Charles Furneaux (1835–1913) was born in Boston and became a drawing instructor in that area. For many years he lived in the town of Melrose, Massachusetts. In 1880, Furneaux moved to Hawaii, where he cultivated the friendship of King Kalakaua and other members of the Hawaiian royal family, from whom he later received several commissions. In the late 1880s,he was commissioned in Honolulu by Alexander Joy Cartwright, widely credited as the "father of baseball" and another dear friend of King Kalakaua, to paint the only oil portrait of his 72-year life. While living in Honolulu he taught at the private schools Punahou and St. Albans (now known as Iolani School). In 1885, he received the order of Chevalier of Kapiolani from King Kalakaua in 'recognition of his services in advancing Hawaiian art'. He died in Hawaii in 1913.

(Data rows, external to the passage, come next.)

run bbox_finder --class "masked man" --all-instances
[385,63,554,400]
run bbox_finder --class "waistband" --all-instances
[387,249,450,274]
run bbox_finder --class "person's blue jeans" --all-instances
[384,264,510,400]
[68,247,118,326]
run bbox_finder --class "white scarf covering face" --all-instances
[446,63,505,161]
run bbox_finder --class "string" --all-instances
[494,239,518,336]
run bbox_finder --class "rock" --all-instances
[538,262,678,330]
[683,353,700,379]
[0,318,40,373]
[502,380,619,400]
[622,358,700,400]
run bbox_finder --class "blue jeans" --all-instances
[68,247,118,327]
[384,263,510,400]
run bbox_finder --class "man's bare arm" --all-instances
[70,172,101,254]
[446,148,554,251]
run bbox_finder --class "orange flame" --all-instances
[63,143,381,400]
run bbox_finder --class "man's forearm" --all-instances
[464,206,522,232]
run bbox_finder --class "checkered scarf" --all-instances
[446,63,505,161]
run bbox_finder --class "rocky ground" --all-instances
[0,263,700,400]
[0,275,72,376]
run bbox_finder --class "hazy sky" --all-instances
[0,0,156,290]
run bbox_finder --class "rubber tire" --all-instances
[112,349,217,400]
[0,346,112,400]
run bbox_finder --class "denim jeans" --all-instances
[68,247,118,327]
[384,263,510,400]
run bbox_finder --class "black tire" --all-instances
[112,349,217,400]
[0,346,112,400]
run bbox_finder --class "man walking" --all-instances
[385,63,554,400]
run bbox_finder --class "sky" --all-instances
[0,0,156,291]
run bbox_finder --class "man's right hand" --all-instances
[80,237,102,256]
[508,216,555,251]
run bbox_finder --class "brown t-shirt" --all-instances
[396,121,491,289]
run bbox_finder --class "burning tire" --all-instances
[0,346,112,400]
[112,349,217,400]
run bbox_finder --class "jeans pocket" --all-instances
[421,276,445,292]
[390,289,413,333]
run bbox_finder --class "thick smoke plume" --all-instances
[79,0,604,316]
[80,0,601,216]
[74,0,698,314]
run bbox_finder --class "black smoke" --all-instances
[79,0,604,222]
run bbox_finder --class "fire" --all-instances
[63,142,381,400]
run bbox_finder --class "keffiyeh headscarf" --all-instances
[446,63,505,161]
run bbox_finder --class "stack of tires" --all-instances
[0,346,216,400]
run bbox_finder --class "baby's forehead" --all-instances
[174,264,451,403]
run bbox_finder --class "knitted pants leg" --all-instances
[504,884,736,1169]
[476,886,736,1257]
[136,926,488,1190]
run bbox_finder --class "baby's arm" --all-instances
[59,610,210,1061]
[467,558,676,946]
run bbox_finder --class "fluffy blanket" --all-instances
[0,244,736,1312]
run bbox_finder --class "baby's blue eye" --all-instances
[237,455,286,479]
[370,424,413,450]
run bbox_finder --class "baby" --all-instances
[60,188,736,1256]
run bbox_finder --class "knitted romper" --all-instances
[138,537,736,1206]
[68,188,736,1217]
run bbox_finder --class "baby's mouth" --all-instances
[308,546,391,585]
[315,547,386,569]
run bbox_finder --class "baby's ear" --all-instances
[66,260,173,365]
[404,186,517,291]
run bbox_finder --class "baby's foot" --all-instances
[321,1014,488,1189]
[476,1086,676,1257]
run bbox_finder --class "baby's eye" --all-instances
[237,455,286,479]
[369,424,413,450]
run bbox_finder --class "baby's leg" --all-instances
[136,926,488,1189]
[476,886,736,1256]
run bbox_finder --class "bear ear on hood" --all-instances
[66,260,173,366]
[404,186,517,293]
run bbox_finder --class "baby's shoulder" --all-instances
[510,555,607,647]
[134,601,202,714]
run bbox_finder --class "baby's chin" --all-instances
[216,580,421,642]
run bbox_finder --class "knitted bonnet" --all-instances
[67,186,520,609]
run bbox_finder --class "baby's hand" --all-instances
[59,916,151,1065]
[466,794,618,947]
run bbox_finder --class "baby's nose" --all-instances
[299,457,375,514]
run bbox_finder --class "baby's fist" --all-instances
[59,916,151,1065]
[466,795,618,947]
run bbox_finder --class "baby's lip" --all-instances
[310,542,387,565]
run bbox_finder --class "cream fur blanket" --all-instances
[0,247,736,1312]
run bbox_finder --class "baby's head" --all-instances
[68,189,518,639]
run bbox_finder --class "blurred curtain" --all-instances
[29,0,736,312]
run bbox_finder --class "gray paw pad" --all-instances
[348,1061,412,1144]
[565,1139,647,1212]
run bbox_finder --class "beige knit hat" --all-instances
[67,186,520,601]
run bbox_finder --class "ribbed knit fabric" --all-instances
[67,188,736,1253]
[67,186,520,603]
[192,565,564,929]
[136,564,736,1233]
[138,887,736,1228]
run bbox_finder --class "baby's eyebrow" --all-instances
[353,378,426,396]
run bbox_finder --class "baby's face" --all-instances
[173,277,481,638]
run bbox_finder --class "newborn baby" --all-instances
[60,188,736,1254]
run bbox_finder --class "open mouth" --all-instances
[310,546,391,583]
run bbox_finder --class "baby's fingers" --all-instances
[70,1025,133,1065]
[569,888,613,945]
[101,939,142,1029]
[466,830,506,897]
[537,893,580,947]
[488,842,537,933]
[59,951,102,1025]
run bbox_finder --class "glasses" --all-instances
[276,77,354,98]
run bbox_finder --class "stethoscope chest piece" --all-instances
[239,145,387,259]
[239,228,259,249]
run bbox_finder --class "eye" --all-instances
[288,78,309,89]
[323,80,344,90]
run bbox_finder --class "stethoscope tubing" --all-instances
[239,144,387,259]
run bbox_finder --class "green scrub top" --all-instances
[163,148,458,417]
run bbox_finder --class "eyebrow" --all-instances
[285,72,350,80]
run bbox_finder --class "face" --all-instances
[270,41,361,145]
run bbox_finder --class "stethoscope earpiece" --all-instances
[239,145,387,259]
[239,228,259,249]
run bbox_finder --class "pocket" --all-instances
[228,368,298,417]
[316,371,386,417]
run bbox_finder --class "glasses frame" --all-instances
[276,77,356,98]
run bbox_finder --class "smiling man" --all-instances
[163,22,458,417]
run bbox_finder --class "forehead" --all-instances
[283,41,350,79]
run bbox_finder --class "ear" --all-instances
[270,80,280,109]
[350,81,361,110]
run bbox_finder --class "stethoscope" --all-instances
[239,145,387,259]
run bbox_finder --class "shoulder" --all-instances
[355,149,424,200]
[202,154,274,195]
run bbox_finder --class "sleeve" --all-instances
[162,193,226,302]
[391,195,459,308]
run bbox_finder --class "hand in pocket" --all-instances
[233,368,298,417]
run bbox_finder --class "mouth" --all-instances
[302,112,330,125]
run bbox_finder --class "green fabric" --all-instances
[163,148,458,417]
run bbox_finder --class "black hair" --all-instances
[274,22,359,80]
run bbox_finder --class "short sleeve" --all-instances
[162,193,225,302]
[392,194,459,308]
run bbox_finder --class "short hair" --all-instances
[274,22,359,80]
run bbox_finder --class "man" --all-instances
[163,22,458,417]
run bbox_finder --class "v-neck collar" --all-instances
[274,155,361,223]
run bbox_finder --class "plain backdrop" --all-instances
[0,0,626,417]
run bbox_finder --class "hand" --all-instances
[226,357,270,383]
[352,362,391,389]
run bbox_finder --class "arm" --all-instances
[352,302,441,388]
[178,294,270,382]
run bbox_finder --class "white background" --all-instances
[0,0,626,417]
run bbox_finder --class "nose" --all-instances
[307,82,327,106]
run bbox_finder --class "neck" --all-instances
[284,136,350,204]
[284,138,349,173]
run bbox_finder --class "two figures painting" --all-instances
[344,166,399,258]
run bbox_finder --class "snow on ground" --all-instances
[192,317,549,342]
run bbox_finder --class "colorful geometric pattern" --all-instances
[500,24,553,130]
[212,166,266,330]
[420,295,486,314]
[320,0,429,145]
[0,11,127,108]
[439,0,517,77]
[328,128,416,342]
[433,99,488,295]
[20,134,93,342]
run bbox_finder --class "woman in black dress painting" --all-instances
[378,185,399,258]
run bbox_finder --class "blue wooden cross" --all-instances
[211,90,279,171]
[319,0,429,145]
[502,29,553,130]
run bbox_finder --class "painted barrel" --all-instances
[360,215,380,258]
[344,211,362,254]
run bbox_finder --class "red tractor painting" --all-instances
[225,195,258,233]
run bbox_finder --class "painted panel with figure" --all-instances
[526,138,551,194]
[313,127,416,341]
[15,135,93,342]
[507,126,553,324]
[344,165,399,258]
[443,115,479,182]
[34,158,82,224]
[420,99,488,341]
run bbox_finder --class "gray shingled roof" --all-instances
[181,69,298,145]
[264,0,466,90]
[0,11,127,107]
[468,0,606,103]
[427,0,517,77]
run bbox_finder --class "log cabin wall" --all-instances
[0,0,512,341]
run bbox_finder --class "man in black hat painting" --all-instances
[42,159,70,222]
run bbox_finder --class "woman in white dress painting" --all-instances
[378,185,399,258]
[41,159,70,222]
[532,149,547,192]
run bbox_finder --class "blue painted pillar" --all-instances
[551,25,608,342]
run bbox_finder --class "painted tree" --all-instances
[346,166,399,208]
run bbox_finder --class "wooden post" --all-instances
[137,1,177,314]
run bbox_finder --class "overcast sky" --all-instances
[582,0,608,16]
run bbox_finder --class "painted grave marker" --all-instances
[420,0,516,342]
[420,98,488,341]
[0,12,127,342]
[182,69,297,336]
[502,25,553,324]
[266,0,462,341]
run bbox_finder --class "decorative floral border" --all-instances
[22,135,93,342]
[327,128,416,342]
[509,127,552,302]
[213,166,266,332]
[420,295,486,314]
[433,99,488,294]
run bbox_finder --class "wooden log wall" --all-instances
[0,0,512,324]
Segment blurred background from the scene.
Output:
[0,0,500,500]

His reputation is mainly based on the paintings he executed in Hawaii, especially those of erupting volcanoes. The Bishop Museum (Honolulu), the Brooklyn Museum, the Honolulu Museum of Art, Iolani Palace (Honolulu) and Mount Holyoke College Art Museum (South Hadley, Massachusetts) are among the public collections holding works by Charles Furneaux.
- Forbes, David W., "Encounters with Paradise: Views of Hawaii and its People, 1778-1941", Honolulu Academy of Arts, 1992, 91-201.